En los detalles de su trabajo sobresalía esta
misma intensidad. A menudo cuando se encontraba viajando en diversos medios de
transporte, ya sea el metro lleno de gente común o un tranvía, o en un lujoso
automóvil de uno de sus amigos considerado como un hijo, cuando partíamos pedía
permiso para leer su oficio que, a menos que estuviera imposibilitado bajo un
estrés físico real, insistía en leer a diario a pesar de la enorme presión de
trabajo que incluía a veces cinco sermones o alocuciones al día en puntos muy
distantes.
Tal era su concentración que era
inconsciente de todo lo que lo rodeaba. El resultado de tan maravillosa
facultad era que leía muy rápidamente. Desafiado un día después de la tremenda
hazaña de terminar de leer un libro difícil en unas pocas horas, Benson
respondió mostrando su disposición a ser preguntado sobre el libro entero y
allí expuso sus características más destacadas.
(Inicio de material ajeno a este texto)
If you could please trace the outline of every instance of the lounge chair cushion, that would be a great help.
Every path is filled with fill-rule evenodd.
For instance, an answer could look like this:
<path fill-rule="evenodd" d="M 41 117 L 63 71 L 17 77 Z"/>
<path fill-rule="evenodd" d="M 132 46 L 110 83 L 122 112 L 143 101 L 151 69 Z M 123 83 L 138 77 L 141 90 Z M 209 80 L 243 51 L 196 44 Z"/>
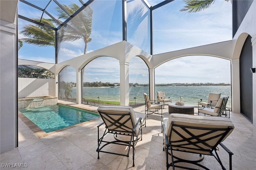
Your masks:
<path fill-rule="evenodd" d="M 168 140 L 170 141 L 170 138 L 171 137 L 172 140 L 177 141 L 180 138 L 180 136 L 178 135 L 175 133 L 172 133 L 171 135 L 171 130 L 172 128 L 172 124 L 171 123 L 172 122 L 174 124 L 186 125 L 190 127 L 204 127 L 213 129 L 221 129 L 221 128 L 228 128 L 228 127 L 230 126 L 234 129 L 234 125 L 230 119 L 227 117 L 215 117 L 215 116 L 200 116 L 198 115 L 188 115 L 186 114 L 180 114 L 180 113 L 171 113 L 170 114 L 168 118 L 165 118 L 164 119 L 164 124 L 166 125 L 166 133 Z M 176 128 L 178 128 L 177 127 Z M 202 130 L 199 129 L 190 129 L 191 132 L 194 134 L 196 135 L 199 135 L 202 133 Z M 224 141 L 227 137 L 232 132 L 233 129 L 230 130 L 229 133 L 225 136 L 222 139 L 222 141 Z M 180 132 L 182 133 L 182 131 L 180 131 Z M 216 131 L 214 133 L 210 134 L 211 135 L 215 136 L 217 135 L 219 133 L 221 133 L 221 131 Z M 182 134 L 182 135 L 188 136 L 188 134 Z M 187 136 L 188 138 L 190 138 L 190 136 Z M 208 143 L 210 146 L 213 146 L 216 143 L 217 139 L 214 139 L 213 140 L 211 140 L 208 141 Z M 171 141 L 170 141 L 171 143 Z M 205 147 L 205 146 L 202 146 L 202 147 Z M 194 147 L 193 146 L 188 146 L 188 147 L 191 147 L 191 151 L 193 150 Z M 207 148 L 206 149 L 208 149 Z M 200 153 L 204 154 L 208 154 L 208 152 L 202 152 Z"/>
<path fill-rule="evenodd" d="M 102 117 L 103 119 L 103 121 L 105 123 L 106 126 L 108 127 L 108 129 L 110 131 L 123 131 L 123 128 L 126 129 L 127 132 L 130 132 L 130 133 L 132 133 L 131 129 L 135 126 L 135 125 L 137 123 L 137 120 L 138 119 L 139 117 L 136 117 L 135 113 L 133 110 L 133 109 L 132 106 L 100 106 L 98 109 L 98 111 L 106 113 L 109 113 L 111 115 L 109 115 L 109 116 L 111 116 L 111 117 L 115 119 L 118 120 L 120 117 L 119 115 L 115 115 L 115 114 L 120 114 L 120 113 L 127 114 L 130 113 L 131 120 L 130 121 L 128 121 L 126 123 L 124 123 L 125 121 L 127 119 L 127 117 L 130 116 L 130 115 L 126 115 L 121 119 L 120 121 L 121 123 L 124 123 L 125 124 L 125 126 L 128 127 L 129 128 L 126 128 L 125 126 L 122 126 L 122 128 L 116 128 L 116 126 L 110 126 L 112 123 L 107 120 L 107 118 L 104 117 L 104 115 L 102 114 Z M 143 114 L 144 118 L 145 117 L 144 114 Z M 139 115 L 138 114 L 138 115 Z M 144 121 L 143 117 L 142 117 L 142 121 Z M 136 130 L 135 131 L 135 133 L 136 134 L 137 131 L 140 128 L 140 125 L 138 125 L 137 126 Z"/>
<path fill-rule="evenodd" d="M 148 98 L 148 96 L 145 93 L 144 93 L 143 94 L 144 95 L 144 96 L 146 98 L 146 104 L 147 104 L 147 106 L 148 106 L 148 107 L 150 107 L 151 106 L 151 104 L 150 103 L 150 101 L 149 100 L 149 98 Z"/>
<path fill-rule="evenodd" d="M 157 101 L 159 102 L 167 102 L 171 101 L 170 99 L 166 98 L 165 93 L 164 92 L 156 92 L 157 94 Z"/>
<path fill-rule="evenodd" d="M 214 112 L 218 113 L 220 111 L 220 109 L 223 102 L 223 98 L 221 98 L 218 100 L 218 102 L 215 106 L 215 108 L 214 108 L 214 110 L 213 111 Z"/>
<path fill-rule="evenodd" d="M 214 106 L 216 105 L 218 101 L 218 100 L 220 97 L 220 95 L 221 94 L 220 94 L 210 93 L 208 96 L 207 102 L 199 102 L 198 104 L 199 105 L 207 106 L 209 104 L 211 103 L 211 101 L 212 101 L 211 103 L 211 106 Z"/>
En la preparación de sus sermones
fue notable esta misma característica. La rapidez en el hablar y la vehemencia
con la cual él derramada el torrente de palabras bien escogidas, aunque
sencillas, ponían frente a los oyentes imágenes verbales que lo llevaban a
casa. Verdades impactantes deleitadas con frases elegantes, estimuladas por
perspectivas de visión inusuales. Todo parecía tan fácil y natural como para
engañar al oyente en cuanto al exigente esfuerzo de producción. En la
conversación familiar Benson solía decir que por tres años había escrito
cuidadosamente cada sermón que había dado. Consideraba estos años perdidos. La
experiencia le fue guiando a adoptar un sistema que involucraba una tremenda
labor, pero que producía un espléndido resultado. Antes de poner una palabra en
el papel, el sermón entero había sido pensado en sus líneas generales. Entonces
era analizado en sus principales divisiones, y luego en sus subdivisiones. Todo
esto era puesto en forma prolija y precisa en una página de su maravilloso
cuaderno (el análisis de un sermón nunca se excedió de una página). Bajo cada
encabezado era anotada una indicación de alguna llamativa ilustración, un lema
o alguna frase pintoresca. Muchas de estas fueron escritas mucho después de que
el sermón hubiera sido predicado. Todo era aprovechado. En consecuencia, sus
cuadernos presentan una fascinante imagen de su vida y experiencia personal.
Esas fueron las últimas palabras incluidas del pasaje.